Antipsychotic drugs can block dopamine signaling, not only in the brain but also in the pancreas. In the pancreas, there are beta cells, the only cells in the body that generate and release the blood-sugar-lowering molecule insulin, while pancreatic alpha cells generate glucagon, which can raise blood glucose levels. That disruption in dopamine signaling appears to cause the uncontrolled production of insulin, which leads to diabetes and may be causing obesity as well.
"There are dopamine theories of schizophrenia, drug addiction, depression, and neurodegenerative disorders, and we are presenting a dopamine theory of metabolism," said lead author Despoina Aslanoglou, Ph.D., a postdoctoral fellow at Pitt's Department of Psychiatry. "We're seeing now that it is not only interesting to study dopamine in the brain, but it is equally interesting and important to study it in the periphery."
Dopamine is known as a molecule that sends signals from one neuron to another: a neurotransmitter, and it plays a role in learning, motivation, and pleasure.
Antipsychotic medications like clozapine, haloperidol, and olanzapine block D2-like receptors, a type of dopamine receptor. These drugs are thought to relieve symptoms by stopping dopamine molecules from having a neurological effect through this receptor. But this work has indicated that the story is not that simple.
"We still don't really understand how dopamine signals biologically," said the senior study author Zachary Freyberg, M.D., Ph.D., an assistant professor of psychiatry and cell biology at Pitt. "Even decades after dopamine receptors have been discovered and cloned, we still deploy this 'magical' thinking approach: something happens that's good enough. We use drugs that work on dopamine receptors, but how they intersect with this 'magical' system is even less understood."
If glucagon or insulin or the cells that produce them become dysfunctional, serious health problems arise. Low blood glucose can make us feel faint while high blood glucose can cause metabolic disease and cardiovascular complications.

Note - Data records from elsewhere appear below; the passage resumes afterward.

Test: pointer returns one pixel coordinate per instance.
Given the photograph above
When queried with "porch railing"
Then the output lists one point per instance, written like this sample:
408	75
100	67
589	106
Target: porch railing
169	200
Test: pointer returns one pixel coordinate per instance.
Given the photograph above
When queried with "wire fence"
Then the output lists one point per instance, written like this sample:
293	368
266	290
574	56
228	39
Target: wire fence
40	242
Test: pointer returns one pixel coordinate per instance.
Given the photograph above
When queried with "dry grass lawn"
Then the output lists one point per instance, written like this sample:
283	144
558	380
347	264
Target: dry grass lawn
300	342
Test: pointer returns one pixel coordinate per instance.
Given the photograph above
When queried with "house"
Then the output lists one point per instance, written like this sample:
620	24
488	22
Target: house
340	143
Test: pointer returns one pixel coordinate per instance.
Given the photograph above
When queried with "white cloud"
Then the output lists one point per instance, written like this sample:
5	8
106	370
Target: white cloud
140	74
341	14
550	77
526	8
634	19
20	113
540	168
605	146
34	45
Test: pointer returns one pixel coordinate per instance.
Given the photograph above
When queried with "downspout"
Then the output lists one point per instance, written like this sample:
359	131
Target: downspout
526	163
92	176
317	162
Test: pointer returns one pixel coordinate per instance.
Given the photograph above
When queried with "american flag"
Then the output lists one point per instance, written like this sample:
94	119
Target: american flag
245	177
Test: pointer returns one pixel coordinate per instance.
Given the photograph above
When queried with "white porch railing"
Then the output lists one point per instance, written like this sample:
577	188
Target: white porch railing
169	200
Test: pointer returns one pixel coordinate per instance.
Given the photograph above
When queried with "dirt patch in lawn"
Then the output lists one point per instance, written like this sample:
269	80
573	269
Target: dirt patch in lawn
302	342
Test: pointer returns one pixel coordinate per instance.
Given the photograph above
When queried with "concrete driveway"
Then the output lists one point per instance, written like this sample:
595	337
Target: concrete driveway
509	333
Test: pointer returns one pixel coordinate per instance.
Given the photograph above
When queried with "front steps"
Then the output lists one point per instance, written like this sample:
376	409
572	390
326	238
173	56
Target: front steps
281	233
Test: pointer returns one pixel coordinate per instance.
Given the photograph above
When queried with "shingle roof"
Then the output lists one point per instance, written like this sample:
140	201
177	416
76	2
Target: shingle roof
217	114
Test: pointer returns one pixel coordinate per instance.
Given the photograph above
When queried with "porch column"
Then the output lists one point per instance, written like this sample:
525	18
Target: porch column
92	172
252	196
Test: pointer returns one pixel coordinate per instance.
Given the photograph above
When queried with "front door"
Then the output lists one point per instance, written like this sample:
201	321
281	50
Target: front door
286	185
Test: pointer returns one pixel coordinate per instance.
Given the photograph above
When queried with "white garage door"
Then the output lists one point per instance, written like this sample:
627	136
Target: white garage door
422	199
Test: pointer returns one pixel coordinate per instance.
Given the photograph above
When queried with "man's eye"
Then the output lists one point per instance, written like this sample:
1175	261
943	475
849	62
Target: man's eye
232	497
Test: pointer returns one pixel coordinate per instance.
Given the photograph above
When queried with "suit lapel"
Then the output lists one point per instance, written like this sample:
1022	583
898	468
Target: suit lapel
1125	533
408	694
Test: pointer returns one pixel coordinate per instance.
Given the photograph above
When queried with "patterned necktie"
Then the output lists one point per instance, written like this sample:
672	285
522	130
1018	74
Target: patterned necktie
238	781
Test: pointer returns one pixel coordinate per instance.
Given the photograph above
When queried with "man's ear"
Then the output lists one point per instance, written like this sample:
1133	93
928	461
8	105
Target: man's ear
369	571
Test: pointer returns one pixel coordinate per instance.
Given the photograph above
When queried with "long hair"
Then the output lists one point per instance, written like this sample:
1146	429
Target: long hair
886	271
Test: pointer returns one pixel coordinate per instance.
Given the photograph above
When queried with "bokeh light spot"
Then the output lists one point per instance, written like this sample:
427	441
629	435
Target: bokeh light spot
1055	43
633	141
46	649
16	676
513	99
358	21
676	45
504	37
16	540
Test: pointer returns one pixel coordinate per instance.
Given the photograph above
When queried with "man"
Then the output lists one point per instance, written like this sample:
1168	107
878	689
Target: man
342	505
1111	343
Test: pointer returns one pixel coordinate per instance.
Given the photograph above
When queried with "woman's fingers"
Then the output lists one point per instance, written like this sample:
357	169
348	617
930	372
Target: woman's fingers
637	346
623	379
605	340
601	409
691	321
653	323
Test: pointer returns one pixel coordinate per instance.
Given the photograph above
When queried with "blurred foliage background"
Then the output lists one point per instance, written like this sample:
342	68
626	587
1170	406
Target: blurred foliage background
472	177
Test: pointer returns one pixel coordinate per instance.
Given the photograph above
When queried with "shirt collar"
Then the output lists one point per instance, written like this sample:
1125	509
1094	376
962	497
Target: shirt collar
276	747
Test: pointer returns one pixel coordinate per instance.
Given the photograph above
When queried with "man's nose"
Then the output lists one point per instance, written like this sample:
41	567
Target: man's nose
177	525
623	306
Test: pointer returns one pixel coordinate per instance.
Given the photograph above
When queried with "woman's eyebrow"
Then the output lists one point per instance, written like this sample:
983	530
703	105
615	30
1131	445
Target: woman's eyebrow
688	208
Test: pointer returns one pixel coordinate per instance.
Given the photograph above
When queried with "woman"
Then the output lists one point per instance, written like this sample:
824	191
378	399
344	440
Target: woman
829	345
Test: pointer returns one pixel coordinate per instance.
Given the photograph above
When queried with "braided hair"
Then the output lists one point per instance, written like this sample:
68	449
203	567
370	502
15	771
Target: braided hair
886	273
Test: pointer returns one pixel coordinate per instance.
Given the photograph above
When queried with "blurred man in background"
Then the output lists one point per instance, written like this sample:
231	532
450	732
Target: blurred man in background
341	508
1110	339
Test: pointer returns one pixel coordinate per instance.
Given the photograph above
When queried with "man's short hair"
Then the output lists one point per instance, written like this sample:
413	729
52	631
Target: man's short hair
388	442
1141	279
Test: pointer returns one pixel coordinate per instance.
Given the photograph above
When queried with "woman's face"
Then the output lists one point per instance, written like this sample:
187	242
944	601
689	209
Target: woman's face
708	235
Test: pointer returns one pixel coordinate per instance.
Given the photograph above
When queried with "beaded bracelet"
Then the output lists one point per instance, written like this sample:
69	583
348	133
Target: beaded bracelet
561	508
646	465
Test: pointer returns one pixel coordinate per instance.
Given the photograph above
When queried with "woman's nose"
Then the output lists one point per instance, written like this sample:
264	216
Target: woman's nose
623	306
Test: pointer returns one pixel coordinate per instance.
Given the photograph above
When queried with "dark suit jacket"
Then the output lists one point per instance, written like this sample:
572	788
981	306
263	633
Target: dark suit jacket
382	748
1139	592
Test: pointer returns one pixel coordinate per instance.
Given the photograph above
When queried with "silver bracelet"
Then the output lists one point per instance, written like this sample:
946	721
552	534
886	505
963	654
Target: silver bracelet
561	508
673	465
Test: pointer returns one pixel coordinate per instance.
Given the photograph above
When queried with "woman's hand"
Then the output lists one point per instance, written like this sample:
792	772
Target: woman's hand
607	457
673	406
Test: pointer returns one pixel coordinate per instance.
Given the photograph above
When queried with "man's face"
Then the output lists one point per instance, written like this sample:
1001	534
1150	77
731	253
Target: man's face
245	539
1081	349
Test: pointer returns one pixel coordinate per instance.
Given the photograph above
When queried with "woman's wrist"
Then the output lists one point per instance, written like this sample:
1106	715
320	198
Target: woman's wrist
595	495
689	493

Dopamine seems to be involved in maintaining a balance.
The researchers determined that alpha and beta cells can both generate dopamine, indicating that the neurotransmitter can have physiological impacts outside the brain. The work also demonstrated that beta cells need to import L-DOPA, a dopamine precursor, to make dopamine. But alpha cells both produce their own L-DOPA and increase L-DOPA levels in repose to glucose.
The researchers suggested that alpha cells can use their own dopamine, but they might also be sending it to the D-2 like receptors on beta cells, which would inhibit the release of insulin. The team was surprised to find that the dopamine made in the pancreas can interact with molecules that are typically thought of as adrenaline and noradrenaline receptors.
If dopamine levels are low, it typically binds to inhibitory D2-like dopamine receptors, blocking the release of insulin or glucagon release. At high levels, dopamine seems to become stimulatory by binding beta-adrenergic receptors. This can explain why psychiatric patients have metabolic issues; antipsychotics block dopamine receptors in the brain as well as the pancreas, removing the regulation of insulin and glucagon. This desensitizes the body and promotes hyperinsulinemia, and hyperglycemia, and leads to obesity and diabetes.
"When you identify something so important, you have to make sure you find an application for it and improve people's lives," said Aslanoglou. "Our discovery can inform us of how to better formulate drugs to target dopamine signaling. This might be a novel pathway to therapeutics in both psychiatry and metabolism."